Il faut rendre cette justice aux évolutionistes (en morale héritiers des utilitaires, sous bénéfice d’inventaire d’ailleurs) qu’ils n’oublient jamais l’origine et la nature toute sociologique du devoir. Ce point de vue prête à toutes leurs théories morales un intérêt et une importance qui, en dépit d’étranges lacunes, expliquent leurs succès. Il a déjà été rendu compte dans cette revue de l’Évolution de la morale, par M. Letourneau[1]. Je n’ai pas à y revenir. Cependant cet ouvrage nous achemine par une pente naturelle aux travaux récents des criminalistes ; car le crime historique ou préhistorique y déborde. L’évolution de l’immoralité, comme il convenait du reste, y tient une place énorme. Sur les formes successives du délit, sur les transformations de la peine et de la responsabilité collective ou individuelle, on y trouve une foule de renseignements et de documents puisés aux bonnes sources. L’auteur, par certains côtés, échappe à l’école matérialiste dont il professe les principes ; il se sépare aussi de Spencer par son mépris de la « morale industrielle et mercantile » qu’il fait bon voir opposer aux complaisances du grand penseur anglais pour l’industrialisme de sa nation.
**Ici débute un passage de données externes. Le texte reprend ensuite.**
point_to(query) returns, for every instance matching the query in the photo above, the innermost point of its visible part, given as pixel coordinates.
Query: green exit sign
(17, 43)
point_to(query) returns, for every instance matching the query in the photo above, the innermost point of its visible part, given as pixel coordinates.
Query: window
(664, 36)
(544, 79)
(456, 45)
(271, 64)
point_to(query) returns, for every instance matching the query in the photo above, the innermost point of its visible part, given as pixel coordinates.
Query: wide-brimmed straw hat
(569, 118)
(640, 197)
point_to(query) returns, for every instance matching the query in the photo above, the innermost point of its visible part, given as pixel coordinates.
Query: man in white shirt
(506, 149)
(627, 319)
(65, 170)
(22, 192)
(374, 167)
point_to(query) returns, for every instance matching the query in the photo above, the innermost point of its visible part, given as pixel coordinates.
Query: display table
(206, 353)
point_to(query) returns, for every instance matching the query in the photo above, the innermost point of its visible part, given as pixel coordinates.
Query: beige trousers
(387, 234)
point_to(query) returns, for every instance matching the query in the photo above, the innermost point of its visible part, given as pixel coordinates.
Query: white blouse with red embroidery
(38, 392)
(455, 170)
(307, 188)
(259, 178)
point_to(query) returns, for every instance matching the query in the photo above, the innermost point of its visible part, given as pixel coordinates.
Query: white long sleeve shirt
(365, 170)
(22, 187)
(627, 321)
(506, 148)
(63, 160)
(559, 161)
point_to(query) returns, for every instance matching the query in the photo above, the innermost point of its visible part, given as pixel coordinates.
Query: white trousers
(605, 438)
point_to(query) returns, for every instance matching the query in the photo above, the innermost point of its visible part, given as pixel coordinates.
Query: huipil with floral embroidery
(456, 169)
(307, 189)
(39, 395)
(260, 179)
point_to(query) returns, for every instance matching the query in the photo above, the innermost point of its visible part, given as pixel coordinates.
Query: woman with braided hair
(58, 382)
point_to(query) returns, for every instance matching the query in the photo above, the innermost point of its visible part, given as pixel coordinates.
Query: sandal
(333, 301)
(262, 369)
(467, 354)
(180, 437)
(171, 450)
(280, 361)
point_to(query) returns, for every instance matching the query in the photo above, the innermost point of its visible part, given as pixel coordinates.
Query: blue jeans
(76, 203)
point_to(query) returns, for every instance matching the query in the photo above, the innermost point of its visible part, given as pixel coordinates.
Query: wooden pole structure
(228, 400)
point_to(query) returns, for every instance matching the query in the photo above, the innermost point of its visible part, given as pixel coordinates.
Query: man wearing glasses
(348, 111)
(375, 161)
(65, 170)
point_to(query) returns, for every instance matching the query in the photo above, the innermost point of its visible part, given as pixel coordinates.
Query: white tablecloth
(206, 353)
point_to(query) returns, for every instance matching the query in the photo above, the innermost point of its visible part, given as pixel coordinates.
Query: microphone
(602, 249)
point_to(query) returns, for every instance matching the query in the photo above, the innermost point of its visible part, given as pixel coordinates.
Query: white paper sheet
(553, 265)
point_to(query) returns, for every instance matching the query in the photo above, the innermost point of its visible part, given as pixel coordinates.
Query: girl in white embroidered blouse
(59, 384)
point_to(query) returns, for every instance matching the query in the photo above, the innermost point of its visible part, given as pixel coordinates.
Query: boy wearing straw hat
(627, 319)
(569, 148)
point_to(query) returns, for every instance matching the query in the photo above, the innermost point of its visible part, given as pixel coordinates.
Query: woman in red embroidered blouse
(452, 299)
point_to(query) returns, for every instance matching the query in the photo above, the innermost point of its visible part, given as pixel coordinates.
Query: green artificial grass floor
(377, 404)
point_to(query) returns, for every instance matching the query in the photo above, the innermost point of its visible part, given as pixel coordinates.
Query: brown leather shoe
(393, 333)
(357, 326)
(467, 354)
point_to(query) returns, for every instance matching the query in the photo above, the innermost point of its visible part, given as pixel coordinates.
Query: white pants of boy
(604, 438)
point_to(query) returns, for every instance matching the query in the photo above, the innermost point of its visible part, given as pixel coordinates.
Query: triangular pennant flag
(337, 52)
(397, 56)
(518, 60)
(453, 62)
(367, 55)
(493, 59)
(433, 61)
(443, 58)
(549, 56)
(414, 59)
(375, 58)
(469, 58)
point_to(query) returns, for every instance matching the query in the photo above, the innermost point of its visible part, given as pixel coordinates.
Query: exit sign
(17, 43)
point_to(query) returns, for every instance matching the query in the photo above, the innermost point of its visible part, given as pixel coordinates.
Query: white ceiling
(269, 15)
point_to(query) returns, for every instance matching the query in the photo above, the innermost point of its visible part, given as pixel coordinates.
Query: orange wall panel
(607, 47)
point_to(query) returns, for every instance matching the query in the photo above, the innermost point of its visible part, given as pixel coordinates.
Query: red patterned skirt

Il rend justice au passé, même militaire. « Si nous honorons le courage, si, même au sein d’une civilisation énervante, mis en face d’un péril, nous entendons encore au fond de notre conscience une voix nous crier qu’il est bien de faire front, que la fuite est honteuse, qu’il faut savoir mourir, c’est que, des milliers et des milliers de fois, nos ancêtres, depuis les plus lointains, ont risqué leur vie, en tenant ferme devant le danger, devant l’ennemi animal ou humain. Si le vol est considéré comme un acte déshonorant… c’est que, des milliers d’années durant, il a été interdit, blâmé par la morale et puni par les lois avec une sévérité souvent atroce. » Fort bien, mais

  1. Delahaye et Lecrosnier, éditeurs, 1887.